Mechanisms have been provided in the past for selectively converting one of a plurality of remote input motions into a secondary output motion. Such mechanisms are typically used in conjunction with marine craft steering and motor mechanisms controlled from separate remote operating stations.
An example of a control mechanism used in a dual control for marine craft can be found in U.S. Pat. No. 2,702,615 which discloses separate forms of the mechanism respectively operatively connected to the motor throttle and clutch and to the remote operating station controls by means of push-pull cables. Actuation of the throttle control from either station automatically adjusts the clutch while disabling the throttle and clutch control at the other station location. The mechanism however requires a complex and costly combination of external sliding and rotational components which are subject to varying environmental conditions.
Examples of dual remote operating station controls that require additional manual auxilliary means to disable the controls at one station while operating the other can be found in U.S. Pat. Nos. 3,128,738; 3,286,544; 3,651,709; 3,958,524; and 4,020,713. The devices disclosed therein however generally have costly complex designs that require additional exposed hardware that is likewise subject to varying environmental conditions.
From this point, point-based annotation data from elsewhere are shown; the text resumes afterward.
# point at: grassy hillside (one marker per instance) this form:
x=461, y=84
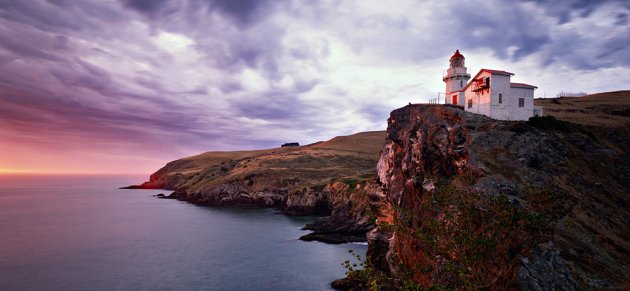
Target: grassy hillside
x=609, y=110
x=311, y=165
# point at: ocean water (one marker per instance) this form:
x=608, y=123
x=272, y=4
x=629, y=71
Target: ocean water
x=82, y=233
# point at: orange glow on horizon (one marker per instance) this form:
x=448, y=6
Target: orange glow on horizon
x=13, y=171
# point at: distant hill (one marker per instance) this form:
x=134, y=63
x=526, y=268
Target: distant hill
x=284, y=167
x=609, y=110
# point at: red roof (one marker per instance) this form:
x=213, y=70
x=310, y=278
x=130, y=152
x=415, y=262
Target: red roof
x=457, y=55
x=522, y=85
x=493, y=72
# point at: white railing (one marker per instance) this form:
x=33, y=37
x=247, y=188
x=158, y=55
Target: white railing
x=538, y=111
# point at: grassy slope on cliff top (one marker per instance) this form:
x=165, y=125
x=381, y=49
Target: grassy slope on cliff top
x=344, y=156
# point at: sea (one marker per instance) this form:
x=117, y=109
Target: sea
x=83, y=233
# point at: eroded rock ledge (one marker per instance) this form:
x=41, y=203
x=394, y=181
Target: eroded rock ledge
x=472, y=202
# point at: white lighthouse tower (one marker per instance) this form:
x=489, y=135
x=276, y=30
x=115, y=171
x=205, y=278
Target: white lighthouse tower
x=456, y=78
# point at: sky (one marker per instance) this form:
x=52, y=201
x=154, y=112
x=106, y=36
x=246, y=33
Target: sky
x=109, y=86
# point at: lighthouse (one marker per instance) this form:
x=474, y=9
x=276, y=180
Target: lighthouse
x=456, y=78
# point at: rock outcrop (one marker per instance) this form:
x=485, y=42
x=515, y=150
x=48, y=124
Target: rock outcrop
x=471, y=202
x=333, y=178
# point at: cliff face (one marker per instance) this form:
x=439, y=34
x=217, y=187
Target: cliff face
x=478, y=203
x=334, y=178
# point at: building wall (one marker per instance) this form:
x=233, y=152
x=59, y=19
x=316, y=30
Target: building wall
x=521, y=113
x=500, y=86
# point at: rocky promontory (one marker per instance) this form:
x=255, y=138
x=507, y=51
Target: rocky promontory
x=333, y=178
x=475, y=203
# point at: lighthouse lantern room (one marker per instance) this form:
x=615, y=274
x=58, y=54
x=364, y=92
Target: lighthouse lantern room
x=456, y=78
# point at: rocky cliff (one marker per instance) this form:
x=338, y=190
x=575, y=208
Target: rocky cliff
x=472, y=202
x=334, y=178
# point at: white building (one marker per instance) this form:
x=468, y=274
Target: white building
x=489, y=93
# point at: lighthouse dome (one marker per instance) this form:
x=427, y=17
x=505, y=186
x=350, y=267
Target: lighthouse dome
x=457, y=55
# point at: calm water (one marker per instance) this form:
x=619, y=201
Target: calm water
x=81, y=233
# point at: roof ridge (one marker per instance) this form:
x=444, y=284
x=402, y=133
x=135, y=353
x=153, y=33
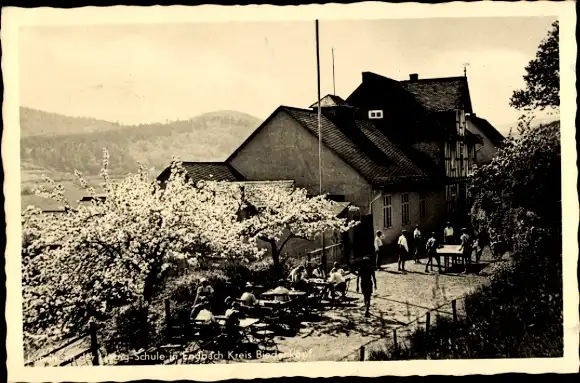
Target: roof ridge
x=434, y=79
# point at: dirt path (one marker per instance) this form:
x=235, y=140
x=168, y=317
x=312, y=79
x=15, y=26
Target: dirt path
x=400, y=298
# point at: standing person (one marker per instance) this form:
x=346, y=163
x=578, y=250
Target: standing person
x=364, y=281
x=431, y=248
x=449, y=234
x=403, y=250
x=466, y=248
x=378, y=246
x=418, y=239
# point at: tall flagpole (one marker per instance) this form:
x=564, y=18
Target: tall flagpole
x=319, y=111
x=323, y=255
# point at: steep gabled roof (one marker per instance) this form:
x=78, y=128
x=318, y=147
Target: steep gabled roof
x=329, y=100
x=214, y=171
x=488, y=129
x=441, y=94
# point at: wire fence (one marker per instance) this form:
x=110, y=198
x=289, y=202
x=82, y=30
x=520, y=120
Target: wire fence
x=398, y=337
x=83, y=350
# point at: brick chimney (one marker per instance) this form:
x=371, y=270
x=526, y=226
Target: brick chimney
x=367, y=76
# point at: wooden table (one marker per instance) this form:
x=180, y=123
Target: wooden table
x=290, y=294
x=450, y=251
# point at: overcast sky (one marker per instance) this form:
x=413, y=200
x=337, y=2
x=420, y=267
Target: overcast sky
x=146, y=73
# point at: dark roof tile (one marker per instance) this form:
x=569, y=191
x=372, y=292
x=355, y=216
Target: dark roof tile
x=441, y=94
x=394, y=164
x=214, y=171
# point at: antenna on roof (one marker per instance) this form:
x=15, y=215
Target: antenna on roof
x=465, y=69
x=333, y=83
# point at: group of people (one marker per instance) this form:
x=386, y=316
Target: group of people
x=420, y=246
x=300, y=279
An example of a system for controlling the carburetor of a motor and the like from one of two or more remote operating stations that does not utilize complex rotational or combinations of complex rotational and sliding components or require the additional auxilliary manual means previously described, can be found in U.S. Pat. No. 3,842,689 which discloses a system that utilizes a plurality of sliding bars disposed adjacent each other in a housing. Although the system may be used to advantage, its use may, under certain conditions, result in dislodgement between the bars and loss of control from both of the operating stations.